As an example of the endocannabinoid system in action, let’s look at a characteristic that both cannabis and CBD products share: reducing inflammation. Inflammation has a natural role in our immune system, but can cause some serious problems and chronic pain if something goes awry.
With a normal immune response from an infection, the body produces immune cells and pro-inflammatory molecules to fight off the infection. The body also releases its own endocannabinoids to help communicate with other immune cells as well as keep inflammation from progressing too much.
For a person with arthritis or a similar condition, inflammation may go far beyond its need, which creates pain with no result. Cannabis and CBD products can help by providing that same cannabinoid signal to reduce inflammation. With this additional stimulus, the body can reset to its regular balance.

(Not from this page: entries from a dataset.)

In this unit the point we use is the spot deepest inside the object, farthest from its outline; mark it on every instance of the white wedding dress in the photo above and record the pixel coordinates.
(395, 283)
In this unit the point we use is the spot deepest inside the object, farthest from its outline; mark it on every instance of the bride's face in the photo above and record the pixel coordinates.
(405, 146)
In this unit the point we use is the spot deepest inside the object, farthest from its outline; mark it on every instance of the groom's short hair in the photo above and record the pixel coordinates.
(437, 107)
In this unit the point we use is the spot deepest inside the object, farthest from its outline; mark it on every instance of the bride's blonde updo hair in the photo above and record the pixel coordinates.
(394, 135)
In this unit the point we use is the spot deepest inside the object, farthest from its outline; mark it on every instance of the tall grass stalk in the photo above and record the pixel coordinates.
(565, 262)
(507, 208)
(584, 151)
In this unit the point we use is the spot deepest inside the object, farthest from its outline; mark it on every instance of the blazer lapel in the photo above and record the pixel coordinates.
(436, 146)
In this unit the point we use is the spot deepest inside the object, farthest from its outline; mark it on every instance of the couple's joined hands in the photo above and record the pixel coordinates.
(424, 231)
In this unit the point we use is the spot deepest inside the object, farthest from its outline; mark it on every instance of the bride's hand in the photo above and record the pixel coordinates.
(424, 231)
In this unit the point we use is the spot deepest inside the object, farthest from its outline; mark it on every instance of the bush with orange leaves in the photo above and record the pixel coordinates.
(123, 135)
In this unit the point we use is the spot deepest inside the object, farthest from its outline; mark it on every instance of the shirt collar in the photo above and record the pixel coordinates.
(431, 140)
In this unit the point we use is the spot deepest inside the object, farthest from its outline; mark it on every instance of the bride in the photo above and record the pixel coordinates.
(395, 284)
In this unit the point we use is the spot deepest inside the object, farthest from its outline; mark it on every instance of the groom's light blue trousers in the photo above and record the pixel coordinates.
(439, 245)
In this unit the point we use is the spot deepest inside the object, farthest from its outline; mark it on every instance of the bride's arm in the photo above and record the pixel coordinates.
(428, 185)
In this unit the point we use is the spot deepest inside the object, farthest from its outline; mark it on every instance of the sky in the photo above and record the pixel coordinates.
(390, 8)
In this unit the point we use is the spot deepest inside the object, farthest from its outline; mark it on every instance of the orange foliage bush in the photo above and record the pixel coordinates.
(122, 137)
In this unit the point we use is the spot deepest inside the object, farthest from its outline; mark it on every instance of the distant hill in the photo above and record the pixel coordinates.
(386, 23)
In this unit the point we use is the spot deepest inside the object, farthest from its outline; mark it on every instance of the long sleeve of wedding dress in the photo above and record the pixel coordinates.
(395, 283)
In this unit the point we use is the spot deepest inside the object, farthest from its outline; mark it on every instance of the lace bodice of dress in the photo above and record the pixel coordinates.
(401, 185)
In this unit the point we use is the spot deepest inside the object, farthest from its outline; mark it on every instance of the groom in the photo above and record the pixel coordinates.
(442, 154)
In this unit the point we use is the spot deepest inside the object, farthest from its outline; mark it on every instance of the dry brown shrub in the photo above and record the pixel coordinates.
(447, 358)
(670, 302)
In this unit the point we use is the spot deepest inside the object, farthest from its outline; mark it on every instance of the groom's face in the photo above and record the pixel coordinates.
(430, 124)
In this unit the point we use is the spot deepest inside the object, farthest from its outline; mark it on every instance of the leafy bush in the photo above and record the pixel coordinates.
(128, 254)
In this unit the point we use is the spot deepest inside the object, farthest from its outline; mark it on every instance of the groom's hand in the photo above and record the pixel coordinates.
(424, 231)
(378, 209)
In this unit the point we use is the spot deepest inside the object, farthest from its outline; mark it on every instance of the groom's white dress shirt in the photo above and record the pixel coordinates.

How long does it stay in the system?
Even after the high that comes with cannabis-use fades away, it doesn’t necessarily mean the product has fully left the body. Whether you smoke or consume edibles, it takes roughly the same amount of time for the THC to break down. As it breaks down, it can remain in your system for days, sometimes even weeks. Most people who test positive for marijuana on drug tests do so because of the THC metabolites, rather than the base chemical itself.
How long marijuana stays in your system varies based on:
- The individual person
- The quantity they smoked or consumed
- The strain and how much THC or other chemicals are present in it
This means that all home growers and harvesters should be mindful of when they consume the crops they grow. You don’t want to fail a drug test just because you feel alright at the time. CBD, however, is different in this regard. Most products do not contain THC and even the smallest traces may not show up on a test. For good measure, you should ask your workplace about CBD and its policy on drug tests before using.
Research is still uncovering different facts about the endocannabinoid system each and every day. What’s clear at this point is that cannabis can be a powerful substance, not just for recreational use, but as a contributor to improving health in a variety of ways.